LONDON — In the latest of several European terrorism alerts, the British police arrested 12 men before dawn on Monday in raids in three cities under counter-terrorism laws — the biggest operation of its kind for months, The New York Times reports.
The action, designed “to ensure public safety,” as the police put it, followed a suicide bombing in Sweden earlier this month and alarms in Germany over the reported threat of a terror attack modeled on the onslaught by gunmen in Mumbai.
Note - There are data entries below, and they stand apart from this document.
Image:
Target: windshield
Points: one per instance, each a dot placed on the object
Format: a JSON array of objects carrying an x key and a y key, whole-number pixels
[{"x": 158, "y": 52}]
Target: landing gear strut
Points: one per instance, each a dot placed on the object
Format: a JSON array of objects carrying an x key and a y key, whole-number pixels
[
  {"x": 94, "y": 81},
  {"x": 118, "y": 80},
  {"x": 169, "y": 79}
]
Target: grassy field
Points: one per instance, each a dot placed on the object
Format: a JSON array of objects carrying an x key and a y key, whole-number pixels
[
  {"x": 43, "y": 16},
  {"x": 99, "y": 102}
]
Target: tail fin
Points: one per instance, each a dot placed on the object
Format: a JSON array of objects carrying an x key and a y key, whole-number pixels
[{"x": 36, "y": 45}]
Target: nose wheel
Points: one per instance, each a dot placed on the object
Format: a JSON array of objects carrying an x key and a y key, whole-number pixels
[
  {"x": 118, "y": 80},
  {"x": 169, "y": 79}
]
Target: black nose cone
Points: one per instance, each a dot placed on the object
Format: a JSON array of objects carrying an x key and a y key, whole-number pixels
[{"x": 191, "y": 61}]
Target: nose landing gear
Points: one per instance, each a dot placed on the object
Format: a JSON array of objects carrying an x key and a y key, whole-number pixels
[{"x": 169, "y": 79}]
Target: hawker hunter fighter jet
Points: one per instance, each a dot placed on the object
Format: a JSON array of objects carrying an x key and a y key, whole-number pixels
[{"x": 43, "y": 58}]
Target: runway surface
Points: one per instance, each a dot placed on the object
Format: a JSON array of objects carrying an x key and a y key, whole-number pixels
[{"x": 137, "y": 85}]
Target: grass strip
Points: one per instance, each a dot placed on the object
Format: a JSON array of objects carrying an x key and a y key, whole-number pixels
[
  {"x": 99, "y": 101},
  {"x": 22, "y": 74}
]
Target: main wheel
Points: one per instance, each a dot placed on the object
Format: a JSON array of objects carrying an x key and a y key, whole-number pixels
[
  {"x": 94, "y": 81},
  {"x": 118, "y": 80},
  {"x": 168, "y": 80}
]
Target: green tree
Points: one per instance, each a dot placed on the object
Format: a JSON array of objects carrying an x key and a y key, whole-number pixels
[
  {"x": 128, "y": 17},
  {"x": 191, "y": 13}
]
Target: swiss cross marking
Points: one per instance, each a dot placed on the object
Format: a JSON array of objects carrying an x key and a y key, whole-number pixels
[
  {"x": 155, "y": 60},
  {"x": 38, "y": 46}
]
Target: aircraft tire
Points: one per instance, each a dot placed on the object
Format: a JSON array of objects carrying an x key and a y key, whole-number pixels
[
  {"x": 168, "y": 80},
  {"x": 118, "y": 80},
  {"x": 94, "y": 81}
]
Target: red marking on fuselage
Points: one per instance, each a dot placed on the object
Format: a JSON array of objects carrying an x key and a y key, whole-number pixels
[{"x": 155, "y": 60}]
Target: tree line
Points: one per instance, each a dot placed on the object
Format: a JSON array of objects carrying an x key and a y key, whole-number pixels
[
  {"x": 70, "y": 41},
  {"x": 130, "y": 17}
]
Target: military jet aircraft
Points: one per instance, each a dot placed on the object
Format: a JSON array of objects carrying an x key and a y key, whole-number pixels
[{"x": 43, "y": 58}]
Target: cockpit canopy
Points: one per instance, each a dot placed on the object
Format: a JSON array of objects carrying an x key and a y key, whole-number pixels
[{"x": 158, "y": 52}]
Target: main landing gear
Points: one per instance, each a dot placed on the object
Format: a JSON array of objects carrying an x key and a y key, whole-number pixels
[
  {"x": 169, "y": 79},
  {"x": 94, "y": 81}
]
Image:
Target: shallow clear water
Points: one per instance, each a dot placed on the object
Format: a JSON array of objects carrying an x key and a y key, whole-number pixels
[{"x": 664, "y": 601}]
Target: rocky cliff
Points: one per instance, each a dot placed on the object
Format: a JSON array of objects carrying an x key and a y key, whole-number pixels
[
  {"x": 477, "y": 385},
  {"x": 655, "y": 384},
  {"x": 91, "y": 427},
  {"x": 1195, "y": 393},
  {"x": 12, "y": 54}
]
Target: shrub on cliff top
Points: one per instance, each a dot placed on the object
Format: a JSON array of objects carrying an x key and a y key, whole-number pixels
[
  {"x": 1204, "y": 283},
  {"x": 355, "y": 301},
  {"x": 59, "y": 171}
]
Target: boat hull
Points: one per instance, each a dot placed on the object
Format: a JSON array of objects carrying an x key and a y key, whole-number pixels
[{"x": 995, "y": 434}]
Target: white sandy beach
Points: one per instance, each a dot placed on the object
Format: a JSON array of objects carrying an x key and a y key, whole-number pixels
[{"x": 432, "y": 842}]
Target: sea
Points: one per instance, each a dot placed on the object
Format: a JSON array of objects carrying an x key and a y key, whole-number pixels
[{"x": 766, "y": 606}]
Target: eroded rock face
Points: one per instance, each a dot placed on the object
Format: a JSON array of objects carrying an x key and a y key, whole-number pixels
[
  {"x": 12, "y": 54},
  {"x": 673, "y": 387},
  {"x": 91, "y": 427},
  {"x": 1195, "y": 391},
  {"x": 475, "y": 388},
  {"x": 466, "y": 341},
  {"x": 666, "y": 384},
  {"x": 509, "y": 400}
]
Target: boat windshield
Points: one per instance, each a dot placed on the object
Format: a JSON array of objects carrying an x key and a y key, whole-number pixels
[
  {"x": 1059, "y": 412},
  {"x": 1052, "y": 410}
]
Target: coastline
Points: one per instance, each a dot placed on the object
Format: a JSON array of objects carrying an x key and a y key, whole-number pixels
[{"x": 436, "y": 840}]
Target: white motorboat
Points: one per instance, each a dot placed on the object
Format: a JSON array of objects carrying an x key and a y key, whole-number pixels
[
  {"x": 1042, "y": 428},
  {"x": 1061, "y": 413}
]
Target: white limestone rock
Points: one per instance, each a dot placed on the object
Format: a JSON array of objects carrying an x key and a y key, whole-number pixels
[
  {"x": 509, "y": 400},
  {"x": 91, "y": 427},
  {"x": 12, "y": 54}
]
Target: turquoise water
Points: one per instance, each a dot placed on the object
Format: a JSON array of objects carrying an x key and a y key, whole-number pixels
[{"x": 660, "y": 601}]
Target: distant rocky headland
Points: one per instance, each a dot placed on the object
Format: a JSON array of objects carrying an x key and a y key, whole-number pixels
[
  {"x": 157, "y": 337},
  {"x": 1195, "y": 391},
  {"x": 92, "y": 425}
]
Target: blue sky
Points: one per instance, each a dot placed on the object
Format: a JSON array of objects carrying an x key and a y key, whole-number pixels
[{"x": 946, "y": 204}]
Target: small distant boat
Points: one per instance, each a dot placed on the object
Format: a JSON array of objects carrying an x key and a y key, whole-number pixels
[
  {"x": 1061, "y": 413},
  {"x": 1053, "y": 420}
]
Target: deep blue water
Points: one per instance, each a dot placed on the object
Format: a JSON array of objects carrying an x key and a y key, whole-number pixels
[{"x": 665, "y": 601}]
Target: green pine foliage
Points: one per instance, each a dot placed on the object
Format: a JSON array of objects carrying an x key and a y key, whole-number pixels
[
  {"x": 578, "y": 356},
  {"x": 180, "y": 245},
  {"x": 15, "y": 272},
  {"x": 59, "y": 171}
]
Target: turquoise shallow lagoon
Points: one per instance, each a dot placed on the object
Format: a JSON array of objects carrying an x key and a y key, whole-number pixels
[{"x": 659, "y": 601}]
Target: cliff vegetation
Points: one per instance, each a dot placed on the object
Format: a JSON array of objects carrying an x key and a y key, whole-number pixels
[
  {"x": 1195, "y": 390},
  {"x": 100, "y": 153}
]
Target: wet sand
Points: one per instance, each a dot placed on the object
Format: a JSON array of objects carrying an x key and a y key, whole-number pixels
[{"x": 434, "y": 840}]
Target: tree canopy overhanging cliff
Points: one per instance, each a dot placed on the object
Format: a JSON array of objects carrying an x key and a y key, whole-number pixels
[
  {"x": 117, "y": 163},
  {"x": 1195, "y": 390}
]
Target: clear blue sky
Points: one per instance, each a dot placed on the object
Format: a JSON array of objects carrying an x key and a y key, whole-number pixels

But a Scotland Yard spokesman, speaking in return for anonymity under police rules, said the arrests were not linked to an unfolding terrorism investigation in Luton, just north of London, where Taimour Abdulwahab Al-Abdaly, a 28-year-old Swedish-Iraqi man who killed himself and wounded two others when he detonated two bombs in Stockholm on Dec. 11, is said to have lived and studied. The spokesman said that no arrests have been made in Mr. Abdaly’s case, and that the enquiry continues.
The BBC said the 12 men arrested on Monday were involved in a plot to bomb unspecified targets in Britain, inspired by Al Qaeda. Some of the suspects were said to have Bangladeshi origins. John Yates, Britain’s ranking counter-terrorism police officer, said the detained men were from London, the Welsh city of Cardiff and Stoke-on-Trent in the English Midlands.